Fifa: Sepp Blatter fires PR chief over joke on television
Fifa communications director Walter De Gregorio has been sacked after sealing his fate with a joke about the governing body on Swiss TV.
Gregorio told Swiss chat show Schawinski: "The Fifa president, secretary general and communications director are all travelling in a car. Who's driving? The police."
Fifa announced in a statement that De Gregorio had "relinquished his office".
But the BBC understands he was asked to leave by president Sepp Blatter.
Blatter himself announced earlier this month that he would stand down as Fifa president following a new election, just two days after winning re-election for a fifth term.
That followed the arrest of seven top Fifa officials in a massive FBI corruption probe.
De Gregorio, 50, who has held the role since September 2011, is also understood to have clashed with Blatter after a disagreement with one of the president's allies.
Fifa said in its statement that De Gregorio would remain with the organisation on a consultancy basis until the end of the year.
In other developments on Thursday, the European Parliament called for Blatter to step down immediately. It supported a motion saying the corruption investigations had damaged the sport's integrity and that Blatter's failure to go now would hamper attempts to reform the organisation.

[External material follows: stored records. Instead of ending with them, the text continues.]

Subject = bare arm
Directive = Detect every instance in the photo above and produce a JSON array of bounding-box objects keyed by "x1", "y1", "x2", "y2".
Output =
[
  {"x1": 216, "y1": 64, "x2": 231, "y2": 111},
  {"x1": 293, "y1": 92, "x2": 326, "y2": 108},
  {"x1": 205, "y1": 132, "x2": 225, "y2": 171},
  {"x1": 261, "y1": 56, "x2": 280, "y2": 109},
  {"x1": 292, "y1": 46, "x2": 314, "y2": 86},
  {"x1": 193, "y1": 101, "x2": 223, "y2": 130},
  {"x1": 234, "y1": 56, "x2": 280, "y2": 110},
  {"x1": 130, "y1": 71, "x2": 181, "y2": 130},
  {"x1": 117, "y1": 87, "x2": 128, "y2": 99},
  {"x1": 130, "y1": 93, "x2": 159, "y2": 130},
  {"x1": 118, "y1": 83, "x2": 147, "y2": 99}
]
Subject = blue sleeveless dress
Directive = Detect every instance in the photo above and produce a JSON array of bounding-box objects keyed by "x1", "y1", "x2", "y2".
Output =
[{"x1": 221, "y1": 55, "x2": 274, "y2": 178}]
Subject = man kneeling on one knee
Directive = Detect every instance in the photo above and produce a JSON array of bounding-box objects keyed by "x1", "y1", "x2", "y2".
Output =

Fifa said it was "perplexed" by the vote. It then announced it had called a special meeting for 20 July to fix a date to select Blatter's replacement - which it expects to take place between December this year and February 2016.
The BBC has also learnt diplomatic tensions between Qatar and Britain were raised last week following comments by John Whittingdale MP - the new Secretary of State for Culture, Media and Sport.
He had indicated England could be ready to step in to host the 2022 World Cup if Fifa ever stripped Qatar of the tournament.
It is understood those comments prompted officials at the Qatar Embassy in London to call the Foreign Office to complain. Foreign Office officials are thought to have provided assurances that Whittingdale's comments were not government policy.